Furthermore, Europe has a large number of aerospace firms, making it an important carbon fiber consumer. According to Airbus, one of Europe's leading aerospace corporations, the proportion of composite materials (including carbon fiber) in their aircraft has climbed from 5% in the A310 to more than 50% in the A350 XWB. According to the European Commission's 2020 aerospace industry study, the EU's civil aeronautics sector employed around 500,000 people and produced a turnover of nearly €150 billion in 2019. This substantial aerospace presence in Europe drives the region's carbon fiber market.
Asia Pacific region is estimated to grow at the highest CAGR within the Carbon Fiber Market during the forecast period. The region is a manufacturing powerhouse, with countries like China and India experiencing rapid growth in industries like aerospace, automotive, and wind energy. These sectors are prime consumers of carbon fiber due to its ability to create lightweight, high-performance components.
The Asia Pacific region is undergoing significant infrastructure development projects. Carbon fiber composites offer advantages like strength and reduced weight, making them ideal for bridges, buildings, and other structures.
Many Asian governments are prioritizing environmental concerns and clean energy initiatives. This translates to support for renewable energy sources like wind power, which heavily rely on carbon fiber for turbine blades. Additionally, governments are promoting energy efficiency in buildings and infrastructure projects.
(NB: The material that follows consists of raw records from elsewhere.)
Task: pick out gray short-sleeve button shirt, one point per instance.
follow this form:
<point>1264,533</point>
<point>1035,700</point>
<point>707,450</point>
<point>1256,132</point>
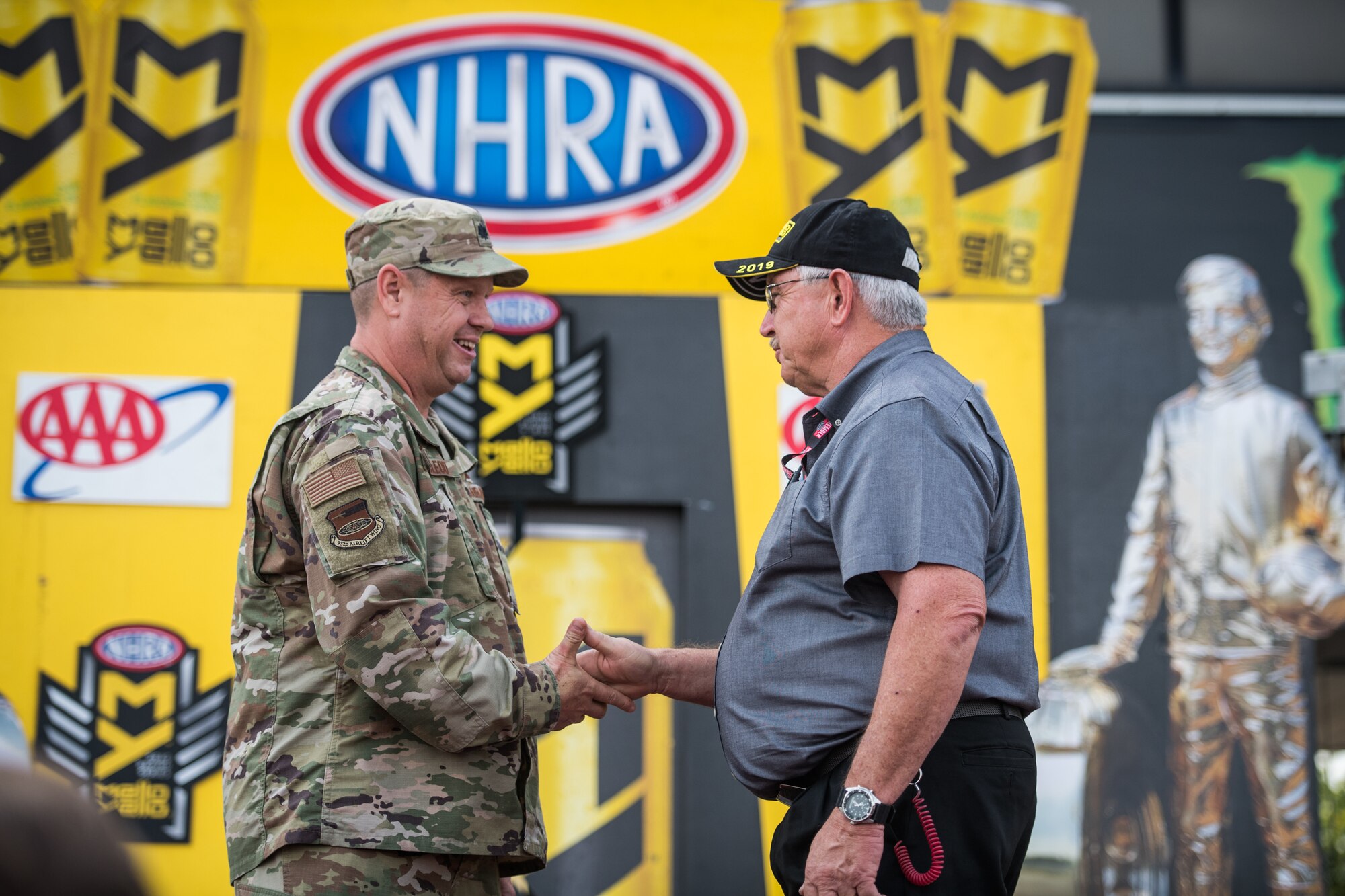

Carbon fiber composites can play a significant role in achieving these goals by reducing the weight of buildings and structures, leading to lower energy consumption for heating and cooling. Furthermore, some governments are investing in research and development of next-generation electric vehicles, where carbon fiber's lightweight and high-strength properties can be instrumental in extending driving range and improving overall vehicle performance.
The competitive landscape of the carbon fiber market is characterized by a dynamic interplay of innovation, technological developments, and strategic alliances among manufacturers. As the need for lightweight and high-performance materials grows in a variety of industries, including aerospace, automotive, and renewable energy, businesses are increasingly focusing on improving their manufacturing skills and expanding their product offerings.
Some of the prominent players operating in the carbon fiber market include:
Solvay, Toray Industries, Inc., Teijin Limited, Hexcel Corporation, Mitsubishi Chemical Group Corporation, SGL Carbon, Jilin Chemical Fiber, DowAksa.
In June 2024, Teijin Limited introduced a new line of carbon fibers specifically designed for use in hydrogen fuel tanks. Hydrogen fuel cell technology is considered a promising solution for clean energy transportation.
In the year 2024, Mitsubishi Chemical entered a strategic partnership with a wind turbine manufacturer to develop next-generation lighter and more efficient wind turbine blades.